110 W. New York Ave.
DeLand, FL 32720
By Pat Andrews
posted Oct 29, 2012 - 10:25:21am
The FBI has been called in to investigate fraudulent letters that tell voters they may not be eligible to vote because their U.S. citizenship status is in question, and they could go to prison if they vote in the Nov. 6 general election.
The Florida Department of Law Enforcement, local elections supervisors and the U.S. Postal Service have joined forces to investigate the letters, which were printed on paper with official-looking elections letterheads, and were mailed from Seattle.
"We are aware of 28 counties where fraudulent letters have been sent, which represents between 50 and 100 recipients," Florida Department of State Communications Director Chris Cate said.
In Volusia County, Elections Supervisor Ann McFall said five of the letters had been reported as of the evening of Oct. 25.
She provided a copy of one of the letters.
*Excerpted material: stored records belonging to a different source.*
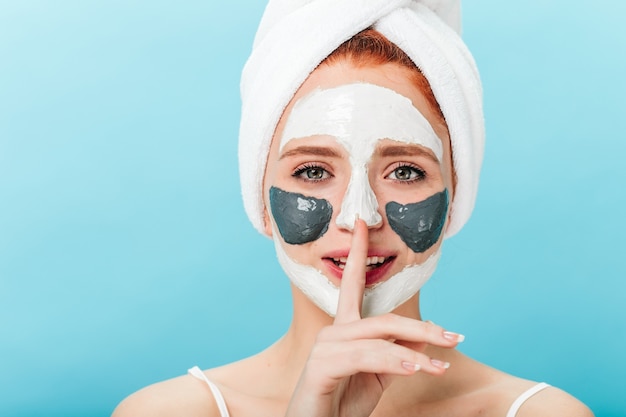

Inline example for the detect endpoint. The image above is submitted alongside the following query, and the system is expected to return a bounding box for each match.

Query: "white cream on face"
[274,82,444,316]
[281,82,443,229]
[274,233,441,317]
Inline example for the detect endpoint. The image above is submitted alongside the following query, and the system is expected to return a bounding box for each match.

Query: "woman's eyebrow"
[379,144,438,162]
[279,146,341,160]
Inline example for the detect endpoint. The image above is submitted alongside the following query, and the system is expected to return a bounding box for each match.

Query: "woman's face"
[262,60,454,316]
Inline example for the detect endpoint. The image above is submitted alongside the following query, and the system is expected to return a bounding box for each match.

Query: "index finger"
[334,219,368,324]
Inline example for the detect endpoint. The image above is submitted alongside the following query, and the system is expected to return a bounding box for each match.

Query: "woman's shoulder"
[503,382,594,417]
[465,358,593,417]
[111,355,275,417]
[439,352,593,417]
[111,369,224,417]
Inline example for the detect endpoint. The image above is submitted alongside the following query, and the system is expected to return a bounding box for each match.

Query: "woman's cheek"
[385,189,449,253]
[269,186,334,245]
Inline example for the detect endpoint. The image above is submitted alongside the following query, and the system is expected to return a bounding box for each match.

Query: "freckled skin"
[385,189,449,253]
[270,186,333,245]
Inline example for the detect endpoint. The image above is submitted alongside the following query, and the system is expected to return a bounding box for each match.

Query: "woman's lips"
[322,255,396,286]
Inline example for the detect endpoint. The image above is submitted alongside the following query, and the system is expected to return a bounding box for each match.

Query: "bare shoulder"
[444,353,593,417]
[111,372,222,417]
[515,385,594,417]
[110,351,284,417]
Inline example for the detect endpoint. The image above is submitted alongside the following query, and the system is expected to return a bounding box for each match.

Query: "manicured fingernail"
[443,331,465,343]
[431,359,451,369]
[402,361,421,372]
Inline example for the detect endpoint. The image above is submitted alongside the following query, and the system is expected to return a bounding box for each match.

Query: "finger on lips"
[327,219,465,376]
[335,218,369,324]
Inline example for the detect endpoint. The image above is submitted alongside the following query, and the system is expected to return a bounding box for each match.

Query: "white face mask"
[273,82,445,317]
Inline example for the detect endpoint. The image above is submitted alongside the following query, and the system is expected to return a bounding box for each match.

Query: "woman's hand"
[284,219,464,417]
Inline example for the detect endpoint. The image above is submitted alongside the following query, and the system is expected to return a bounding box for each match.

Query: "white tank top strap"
[505,382,550,417]
[188,366,231,417]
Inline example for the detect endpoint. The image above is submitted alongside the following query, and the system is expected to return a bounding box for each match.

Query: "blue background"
[1,1,624,416]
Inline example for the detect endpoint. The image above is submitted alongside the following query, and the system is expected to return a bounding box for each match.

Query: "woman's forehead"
[279,82,443,163]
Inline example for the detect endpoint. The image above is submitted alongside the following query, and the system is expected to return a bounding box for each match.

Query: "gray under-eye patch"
[269,186,333,245]
[385,190,449,253]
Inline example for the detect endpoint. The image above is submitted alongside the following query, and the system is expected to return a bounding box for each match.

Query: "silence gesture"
[285,220,464,417]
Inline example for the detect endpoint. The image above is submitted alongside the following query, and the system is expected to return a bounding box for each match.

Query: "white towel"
[239,0,484,238]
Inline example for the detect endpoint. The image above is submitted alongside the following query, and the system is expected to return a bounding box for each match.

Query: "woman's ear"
[263,207,273,237]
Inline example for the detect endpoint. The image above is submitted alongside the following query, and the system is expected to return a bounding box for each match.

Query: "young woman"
[114,2,593,416]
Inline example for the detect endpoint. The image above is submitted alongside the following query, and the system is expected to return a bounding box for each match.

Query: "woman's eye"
[293,165,331,181]
[387,165,426,182]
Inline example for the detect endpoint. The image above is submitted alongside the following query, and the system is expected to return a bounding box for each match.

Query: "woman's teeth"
[332,256,387,270]
[366,256,386,266]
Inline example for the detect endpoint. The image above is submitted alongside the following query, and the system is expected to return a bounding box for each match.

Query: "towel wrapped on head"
[239,0,484,238]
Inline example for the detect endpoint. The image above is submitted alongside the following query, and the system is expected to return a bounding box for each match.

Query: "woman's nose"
[335,170,383,231]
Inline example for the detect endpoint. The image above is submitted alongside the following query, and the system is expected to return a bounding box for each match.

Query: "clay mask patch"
[386,189,449,253]
[269,186,333,245]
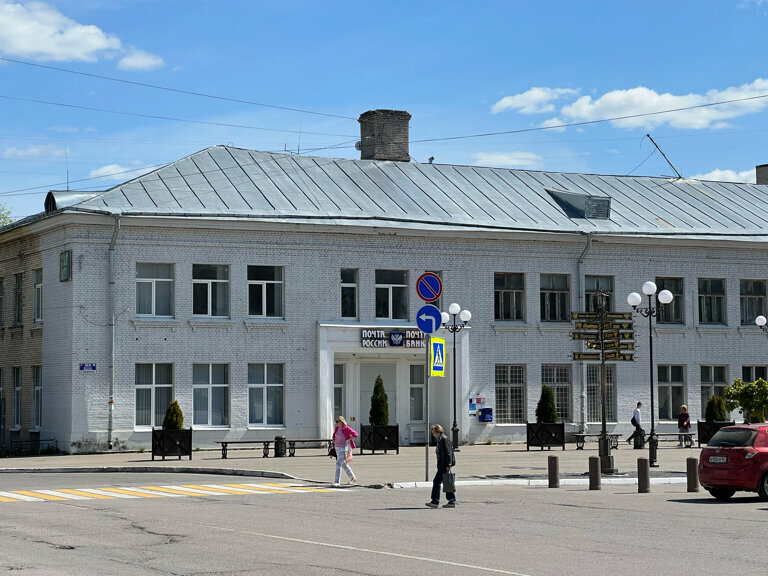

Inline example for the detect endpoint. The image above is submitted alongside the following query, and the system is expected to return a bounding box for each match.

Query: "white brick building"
[2,109,768,452]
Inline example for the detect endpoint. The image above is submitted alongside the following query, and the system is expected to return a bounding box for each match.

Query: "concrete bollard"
[638,458,650,493]
[687,457,699,492]
[548,455,559,488]
[588,456,601,490]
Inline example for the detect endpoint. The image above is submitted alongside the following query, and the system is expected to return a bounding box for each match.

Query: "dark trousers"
[431,468,455,503]
[626,426,644,443]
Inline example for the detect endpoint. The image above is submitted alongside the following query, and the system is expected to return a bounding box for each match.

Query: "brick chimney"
[757,164,768,185]
[358,109,411,162]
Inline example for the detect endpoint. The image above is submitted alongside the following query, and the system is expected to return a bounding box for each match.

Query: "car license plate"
[709,455,727,464]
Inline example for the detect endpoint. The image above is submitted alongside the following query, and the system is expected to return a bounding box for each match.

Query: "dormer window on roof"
[547,189,611,220]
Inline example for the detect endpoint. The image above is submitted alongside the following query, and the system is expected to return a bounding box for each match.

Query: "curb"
[393,477,689,489]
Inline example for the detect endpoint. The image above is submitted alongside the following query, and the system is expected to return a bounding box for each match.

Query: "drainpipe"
[108,215,120,450]
[577,233,593,433]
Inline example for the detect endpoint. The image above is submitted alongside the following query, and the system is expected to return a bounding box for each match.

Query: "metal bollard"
[588,456,601,490]
[548,455,560,488]
[638,458,650,493]
[687,457,699,492]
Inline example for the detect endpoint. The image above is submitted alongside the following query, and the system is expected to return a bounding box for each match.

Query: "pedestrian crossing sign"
[431,337,445,376]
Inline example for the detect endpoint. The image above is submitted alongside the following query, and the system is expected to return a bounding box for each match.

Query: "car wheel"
[758,473,768,501]
[708,488,736,500]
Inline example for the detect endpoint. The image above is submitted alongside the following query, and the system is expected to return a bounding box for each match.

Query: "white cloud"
[540,117,567,132]
[3,144,65,158]
[89,163,154,180]
[473,151,543,169]
[118,48,164,71]
[690,168,756,183]
[492,87,579,114]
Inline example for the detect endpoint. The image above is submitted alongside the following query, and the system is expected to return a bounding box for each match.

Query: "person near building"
[677,405,691,446]
[332,416,358,486]
[626,402,644,447]
[426,424,456,508]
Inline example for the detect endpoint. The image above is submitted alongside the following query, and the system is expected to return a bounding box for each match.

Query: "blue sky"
[1,0,768,220]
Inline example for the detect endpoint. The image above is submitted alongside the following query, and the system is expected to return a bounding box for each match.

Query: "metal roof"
[41,145,768,239]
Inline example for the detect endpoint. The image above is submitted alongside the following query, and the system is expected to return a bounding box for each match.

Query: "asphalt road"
[0,472,766,576]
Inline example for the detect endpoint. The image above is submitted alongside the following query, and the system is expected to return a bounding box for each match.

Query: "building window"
[409,364,425,422]
[742,365,767,382]
[0,277,4,327]
[740,279,766,325]
[585,275,613,313]
[657,365,685,420]
[13,273,22,325]
[60,250,72,282]
[656,277,684,324]
[494,273,524,321]
[193,364,229,427]
[248,363,284,426]
[135,364,173,428]
[540,274,570,322]
[12,366,21,428]
[586,364,616,422]
[541,364,571,422]
[495,364,526,424]
[248,266,283,318]
[701,365,727,412]
[698,278,725,324]
[32,269,43,322]
[32,365,42,429]
[375,269,408,320]
[334,364,345,418]
[136,263,174,317]
[193,264,229,317]
[341,269,358,319]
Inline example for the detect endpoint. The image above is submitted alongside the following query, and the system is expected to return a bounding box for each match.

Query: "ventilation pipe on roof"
[107,215,120,450]
[358,109,411,162]
[757,164,768,185]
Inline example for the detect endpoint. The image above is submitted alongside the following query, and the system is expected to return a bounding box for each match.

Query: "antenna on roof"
[646,134,682,179]
[65,146,70,190]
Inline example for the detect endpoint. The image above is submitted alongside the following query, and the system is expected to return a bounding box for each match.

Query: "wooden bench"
[215,440,272,459]
[573,433,621,450]
[650,432,695,448]
[287,439,333,457]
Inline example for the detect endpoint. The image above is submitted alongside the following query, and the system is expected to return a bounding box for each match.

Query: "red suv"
[699,424,768,500]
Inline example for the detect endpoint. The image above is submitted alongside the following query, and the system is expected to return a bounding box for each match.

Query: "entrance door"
[359,363,397,426]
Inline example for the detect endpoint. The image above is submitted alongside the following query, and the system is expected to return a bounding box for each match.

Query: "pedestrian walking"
[426,424,456,508]
[332,416,358,486]
[677,404,691,446]
[626,402,644,448]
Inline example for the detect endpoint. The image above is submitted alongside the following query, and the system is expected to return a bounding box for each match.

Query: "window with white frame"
[33,269,42,322]
[541,364,571,422]
[698,278,725,324]
[12,366,21,428]
[135,363,173,428]
[701,365,727,412]
[656,277,684,324]
[248,363,284,426]
[540,274,570,322]
[334,364,345,418]
[136,263,174,317]
[60,250,72,282]
[0,277,4,327]
[585,275,613,313]
[247,266,283,318]
[658,364,685,420]
[31,365,42,429]
[375,269,408,320]
[740,279,766,325]
[193,264,229,317]
[494,272,524,321]
[495,364,526,424]
[13,273,22,325]
[409,364,425,422]
[742,365,767,382]
[341,269,358,319]
[587,364,616,422]
[193,364,230,427]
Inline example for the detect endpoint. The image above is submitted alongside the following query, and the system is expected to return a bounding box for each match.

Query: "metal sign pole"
[425,334,430,482]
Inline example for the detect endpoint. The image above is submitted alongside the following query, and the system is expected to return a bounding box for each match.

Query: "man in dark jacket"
[426,424,456,508]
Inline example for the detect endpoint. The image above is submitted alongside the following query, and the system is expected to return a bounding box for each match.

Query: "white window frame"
[193,363,230,428]
[334,363,345,418]
[586,364,617,423]
[701,365,727,414]
[494,273,525,321]
[540,274,570,322]
[247,265,284,318]
[248,363,284,427]
[12,366,21,429]
[741,365,767,382]
[409,364,425,422]
[698,278,725,325]
[136,263,174,317]
[657,364,686,421]
[31,365,42,430]
[375,269,408,320]
[541,364,571,422]
[341,268,358,319]
[740,279,766,326]
[193,264,230,318]
[33,269,43,322]
[585,275,613,313]
[495,364,526,424]
[60,250,72,282]
[134,363,174,429]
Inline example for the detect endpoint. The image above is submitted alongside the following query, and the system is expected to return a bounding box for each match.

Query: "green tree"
[704,395,727,422]
[369,374,389,426]
[723,378,768,423]
[535,385,559,423]
[162,400,184,430]
[0,201,12,226]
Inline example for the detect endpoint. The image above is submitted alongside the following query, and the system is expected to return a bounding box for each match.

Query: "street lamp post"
[627,282,673,468]
[442,303,471,452]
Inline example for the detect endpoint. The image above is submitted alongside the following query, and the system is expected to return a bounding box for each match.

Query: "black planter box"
[152,428,193,460]
[359,424,400,454]
[526,422,566,451]
[697,420,735,447]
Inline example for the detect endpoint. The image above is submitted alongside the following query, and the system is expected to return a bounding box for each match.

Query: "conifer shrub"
[162,400,184,430]
[369,375,390,426]
[535,385,558,423]
[704,395,727,422]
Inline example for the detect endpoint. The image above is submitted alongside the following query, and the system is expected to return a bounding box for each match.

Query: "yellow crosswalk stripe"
[141,486,210,496]
[56,488,116,500]
[261,483,334,492]
[223,483,292,493]
[181,484,253,495]
[0,495,21,502]
[97,487,163,498]
[12,490,69,501]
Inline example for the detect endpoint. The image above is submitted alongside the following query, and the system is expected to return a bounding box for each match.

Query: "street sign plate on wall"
[573,352,601,361]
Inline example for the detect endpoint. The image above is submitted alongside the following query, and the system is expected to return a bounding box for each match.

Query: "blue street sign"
[416,272,442,302]
[416,304,442,335]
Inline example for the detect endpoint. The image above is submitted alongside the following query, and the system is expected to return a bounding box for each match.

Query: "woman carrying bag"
[426,424,456,508]
[332,416,358,486]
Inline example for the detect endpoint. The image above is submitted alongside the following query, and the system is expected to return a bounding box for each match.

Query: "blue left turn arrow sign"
[416,304,442,335]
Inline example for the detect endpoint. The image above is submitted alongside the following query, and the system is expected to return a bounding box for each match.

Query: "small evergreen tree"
[704,395,727,422]
[369,375,389,426]
[162,400,184,430]
[535,385,558,423]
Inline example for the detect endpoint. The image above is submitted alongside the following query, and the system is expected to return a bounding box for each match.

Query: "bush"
[704,395,727,422]
[535,385,558,423]
[369,375,389,426]
[162,400,184,430]
[723,378,768,423]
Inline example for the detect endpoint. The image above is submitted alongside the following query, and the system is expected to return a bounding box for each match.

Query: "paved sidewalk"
[0,440,702,488]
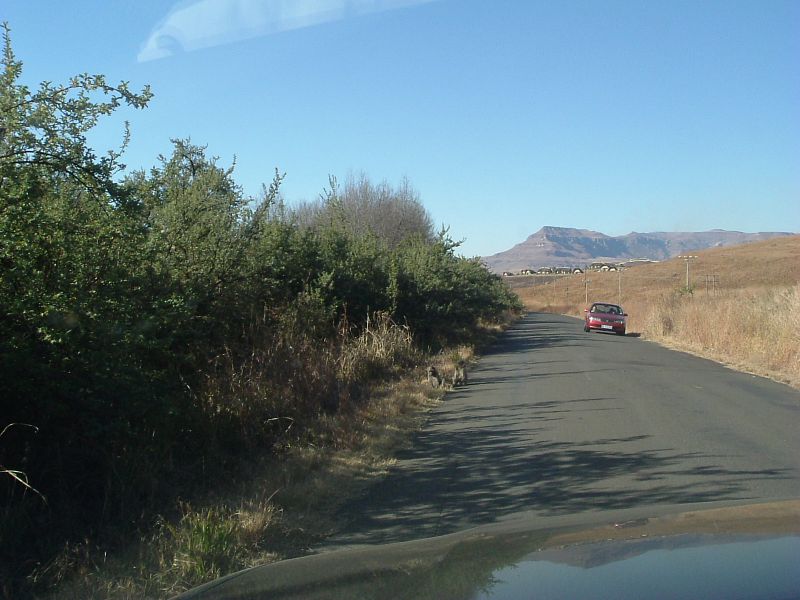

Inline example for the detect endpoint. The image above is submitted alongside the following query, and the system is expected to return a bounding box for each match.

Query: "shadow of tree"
[325,313,793,548]
[331,413,789,546]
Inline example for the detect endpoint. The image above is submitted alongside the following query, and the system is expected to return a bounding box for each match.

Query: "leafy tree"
[0,22,521,595]
[0,23,151,194]
[0,21,156,578]
[392,230,521,346]
[295,173,435,248]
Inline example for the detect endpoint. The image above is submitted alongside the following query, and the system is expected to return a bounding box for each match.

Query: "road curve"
[324,312,800,548]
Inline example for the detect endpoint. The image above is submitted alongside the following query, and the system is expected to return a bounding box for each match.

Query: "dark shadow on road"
[481,316,588,356]
[467,369,610,387]
[322,311,797,550]
[328,416,790,547]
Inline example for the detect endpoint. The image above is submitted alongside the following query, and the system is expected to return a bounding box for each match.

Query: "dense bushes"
[0,26,519,594]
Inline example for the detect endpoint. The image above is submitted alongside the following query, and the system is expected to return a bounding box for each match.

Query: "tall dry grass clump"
[42,313,435,599]
[338,313,419,387]
[198,312,420,449]
[634,285,800,386]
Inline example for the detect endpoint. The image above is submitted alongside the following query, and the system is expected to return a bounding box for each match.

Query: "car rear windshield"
[592,304,621,314]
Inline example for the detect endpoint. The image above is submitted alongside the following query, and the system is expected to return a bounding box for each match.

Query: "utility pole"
[618,267,622,305]
[678,255,697,290]
[584,279,591,304]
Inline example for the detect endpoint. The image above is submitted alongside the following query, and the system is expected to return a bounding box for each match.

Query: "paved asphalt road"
[324,312,800,548]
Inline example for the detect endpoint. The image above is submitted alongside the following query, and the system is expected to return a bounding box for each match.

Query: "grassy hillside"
[513,235,800,388]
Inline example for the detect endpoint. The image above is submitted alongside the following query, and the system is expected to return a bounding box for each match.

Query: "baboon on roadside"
[426,365,442,388]
[452,360,468,387]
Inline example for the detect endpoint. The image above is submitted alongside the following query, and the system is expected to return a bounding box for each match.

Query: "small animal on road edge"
[426,365,443,388]
[452,360,468,387]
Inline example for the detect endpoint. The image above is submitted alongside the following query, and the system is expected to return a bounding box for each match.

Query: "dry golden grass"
[514,235,800,388]
[47,378,445,600]
[44,315,513,599]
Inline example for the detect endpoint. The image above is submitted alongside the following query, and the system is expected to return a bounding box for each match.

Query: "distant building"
[537,267,553,274]
[520,268,534,275]
[589,262,622,272]
[502,271,515,277]
[621,258,658,267]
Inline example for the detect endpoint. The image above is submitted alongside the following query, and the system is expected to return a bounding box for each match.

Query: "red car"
[584,302,627,335]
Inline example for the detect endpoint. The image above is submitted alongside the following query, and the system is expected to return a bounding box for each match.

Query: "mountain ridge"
[482,227,795,273]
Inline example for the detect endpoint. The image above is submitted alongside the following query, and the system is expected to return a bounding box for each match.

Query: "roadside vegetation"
[0,26,520,599]
[513,235,800,388]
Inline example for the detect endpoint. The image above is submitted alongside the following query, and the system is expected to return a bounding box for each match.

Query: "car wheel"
[617,330,626,336]
[584,325,590,332]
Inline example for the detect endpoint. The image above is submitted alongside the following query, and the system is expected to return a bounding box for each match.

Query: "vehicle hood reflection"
[175,500,800,600]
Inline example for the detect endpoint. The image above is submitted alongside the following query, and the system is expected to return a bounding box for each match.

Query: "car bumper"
[586,320,626,333]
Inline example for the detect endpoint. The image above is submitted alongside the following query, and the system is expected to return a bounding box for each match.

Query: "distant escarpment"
[483,226,794,273]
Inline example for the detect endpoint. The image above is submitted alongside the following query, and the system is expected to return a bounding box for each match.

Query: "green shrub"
[162,504,244,587]
[0,25,521,595]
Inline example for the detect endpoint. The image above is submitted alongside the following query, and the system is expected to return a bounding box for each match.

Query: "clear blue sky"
[4,0,799,257]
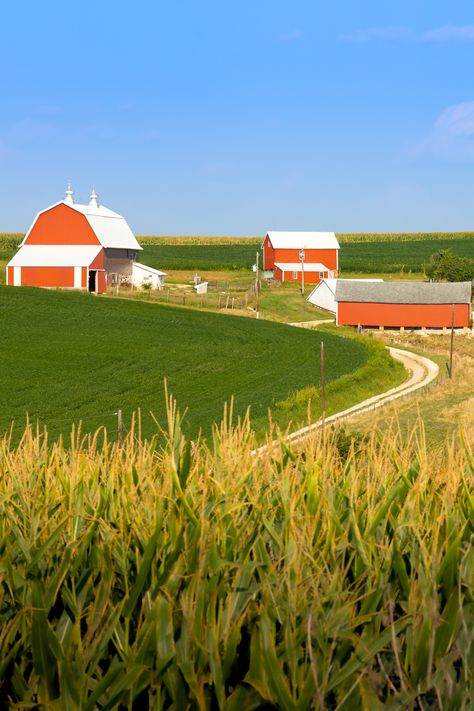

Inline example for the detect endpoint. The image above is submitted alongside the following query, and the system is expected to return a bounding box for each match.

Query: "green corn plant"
[0,414,472,708]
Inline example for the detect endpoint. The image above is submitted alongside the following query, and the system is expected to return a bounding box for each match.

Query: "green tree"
[425,249,474,282]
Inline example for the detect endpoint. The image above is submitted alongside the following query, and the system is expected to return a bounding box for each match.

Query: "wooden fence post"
[117,409,123,448]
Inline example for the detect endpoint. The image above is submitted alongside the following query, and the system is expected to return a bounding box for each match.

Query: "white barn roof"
[72,203,142,251]
[21,189,142,251]
[8,245,102,267]
[266,231,340,250]
[133,262,166,277]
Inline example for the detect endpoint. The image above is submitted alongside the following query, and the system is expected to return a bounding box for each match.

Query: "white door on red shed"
[13,267,21,286]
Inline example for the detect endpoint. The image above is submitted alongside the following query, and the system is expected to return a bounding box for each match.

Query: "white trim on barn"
[74,266,82,288]
[274,262,331,283]
[8,245,103,267]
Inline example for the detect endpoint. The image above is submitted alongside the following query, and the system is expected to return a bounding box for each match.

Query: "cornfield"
[138,236,262,246]
[338,232,474,244]
[0,402,473,709]
[0,234,23,251]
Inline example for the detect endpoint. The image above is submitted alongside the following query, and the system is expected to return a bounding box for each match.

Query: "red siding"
[7,266,13,285]
[275,267,328,284]
[338,302,471,328]
[24,203,100,246]
[273,247,338,270]
[21,267,75,288]
[82,266,88,287]
[97,271,107,294]
[263,236,274,270]
[90,249,105,269]
[263,235,338,275]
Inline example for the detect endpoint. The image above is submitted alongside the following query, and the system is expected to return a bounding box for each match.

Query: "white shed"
[132,262,166,289]
[194,281,209,294]
[307,278,383,314]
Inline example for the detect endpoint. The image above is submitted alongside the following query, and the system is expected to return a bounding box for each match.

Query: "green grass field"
[140,243,258,271]
[139,235,474,275]
[0,286,369,441]
[339,237,474,274]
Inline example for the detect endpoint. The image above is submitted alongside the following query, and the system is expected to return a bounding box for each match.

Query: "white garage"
[307,278,383,314]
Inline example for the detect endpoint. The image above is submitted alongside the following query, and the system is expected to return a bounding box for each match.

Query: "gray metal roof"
[334,280,472,304]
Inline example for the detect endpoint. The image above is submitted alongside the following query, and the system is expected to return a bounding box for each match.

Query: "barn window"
[319,272,324,279]
[292,271,298,280]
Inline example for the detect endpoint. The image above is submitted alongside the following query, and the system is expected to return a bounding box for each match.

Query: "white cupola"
[64,183,74,205]
[89,189,99,208]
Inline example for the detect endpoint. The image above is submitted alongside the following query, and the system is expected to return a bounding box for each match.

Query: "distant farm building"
[335,281,472,328]
[131,262,166,289]
[308,278,383,314]
[6,186,163,294]
[263,231,340,284]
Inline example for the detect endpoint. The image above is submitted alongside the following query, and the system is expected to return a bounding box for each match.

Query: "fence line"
[113,284,255,311]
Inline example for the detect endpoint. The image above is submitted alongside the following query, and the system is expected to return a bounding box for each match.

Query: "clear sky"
[2,0,474,234]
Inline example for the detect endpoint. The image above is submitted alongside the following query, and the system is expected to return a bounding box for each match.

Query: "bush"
[426,249,474,282]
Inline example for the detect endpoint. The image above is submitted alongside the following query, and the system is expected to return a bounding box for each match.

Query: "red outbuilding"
[262,231,340,284]
[335,281,472,328]
[6,186,142,294]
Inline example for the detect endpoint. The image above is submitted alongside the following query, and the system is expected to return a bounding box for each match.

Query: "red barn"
[6,186,142,294]
[262,231,340,284]
[335,281,472,328]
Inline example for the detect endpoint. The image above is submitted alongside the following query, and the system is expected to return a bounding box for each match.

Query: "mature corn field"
[337,232,474,244]
[0,404,473,709]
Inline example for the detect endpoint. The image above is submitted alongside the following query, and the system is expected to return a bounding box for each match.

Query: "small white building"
[307,278,383,314]
[194,281,208,294]
[132,262,166,289]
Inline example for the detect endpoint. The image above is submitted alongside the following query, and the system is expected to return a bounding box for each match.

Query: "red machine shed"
[335,281,472,328]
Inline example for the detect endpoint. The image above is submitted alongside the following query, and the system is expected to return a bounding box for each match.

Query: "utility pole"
[449,303,454,378]
[255,251,260,319]
[321,341,325,430]
[300,248,305,296]
[117,409,123,447]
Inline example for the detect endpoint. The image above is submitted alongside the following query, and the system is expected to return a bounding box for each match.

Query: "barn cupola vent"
[89,189,99,208]
[64,183,74,205]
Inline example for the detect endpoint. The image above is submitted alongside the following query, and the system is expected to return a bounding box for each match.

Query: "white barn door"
[13,267,21,286]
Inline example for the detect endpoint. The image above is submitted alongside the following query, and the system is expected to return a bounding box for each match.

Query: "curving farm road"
[254,346,439,454]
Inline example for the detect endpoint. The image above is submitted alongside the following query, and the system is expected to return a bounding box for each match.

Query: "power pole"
[449,303,454,378]
[321,341,325,430]
[300,248,305,296]
[255,251,260,319]
[117,409,123,447]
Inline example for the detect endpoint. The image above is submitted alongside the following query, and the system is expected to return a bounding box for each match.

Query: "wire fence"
[111,282,259,312]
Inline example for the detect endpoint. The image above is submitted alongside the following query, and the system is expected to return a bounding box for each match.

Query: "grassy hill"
[0,287,372,441]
It stated that the "County Supervisor of Elections has received information from the Florida Division of Elections regarding your citizenship status, bringing into question your eligibility as a registered voter," and goes on to say that "registering to vote under fraudulent conditions or swearing a false oath are both third degree felonies in Florida."
If the information is false, the voter is told to bring a document proving U.S. citizenship to the supervisor of elections.
Though initial reports indicated that all the letters were sent to Republicans, "Democrats and voters with no party affiliation have also received letters," Cate said.
He said that anyone who receives such a letter should contact the local elections supervisor. In Volusia County, call McFall at 386-736-5930.
FBI spokesman David Couvertier of the Tampa regional office said if the letter is determined to be false, the voter should hang on to the letter and call the FBI. Volusians should call the Jacksonville Division at 904-248-7000.
Meanwhile, voters are still reporting headaches with absentee ballots. Many voters who requested absentee ballots are just getting them; some have received duplicate absentee ballots, and some still have not received absentee ballots.
A vendor hired to print and mail the ballots this year got them out late, then sent them to the wrong postal center, McFall said, and the ballots were starting to be delivered Oct. 15.
Emma Brinkley, wife of the Rev. Carl Brinkley, known to many in West Volusia, is vice chair of the Democratic Executive Committee in Volusia County.
She had put in a request for an absentee ballot back in June. When it hadn't arrived around the end of September, Emma Brinkley requested a duplicate ballot. The original and duplicate ballots arrived the middle of October; then a third ballot arrived. Other people had not requested duplicate ballots but got them, Brinkley said.
She said she returned the second ballot to the Elections Office, where a worker seemed unconcerned about having it returned. She said she will use the third one as an educational tool to show people how to mark ballots.
McFall said, "The multiple ballots are due to people being anxious in not receiving their ballot. We issue a replacement ballot."
There are no concerns about the extra ballots giving a voter the opportunity to vote more than once, McFall said. "The first one we receive back is the only one that will be counted. The person's record is then frozen until the next election."
Brinkley said she is worried that around 15 senior citizens with whom she has spoken have not received any absentee ballots yet, though they have requested duplicate ballots.
"I'm really concerned about the seniors. They're strong voters," she said.
According to the state Division of Elections website, all requested absentee ballots for the Nov. 6 general election should have been mailed by Oct. 9.
The last day the Elections Office can mail absentee ballots is Wednesday, Oct. 31, so voters who have requested but haven't yet received an absentee ballot should call the Elections Office immediately. People who cannot get to the polling places might otherwise lose their chance to vote.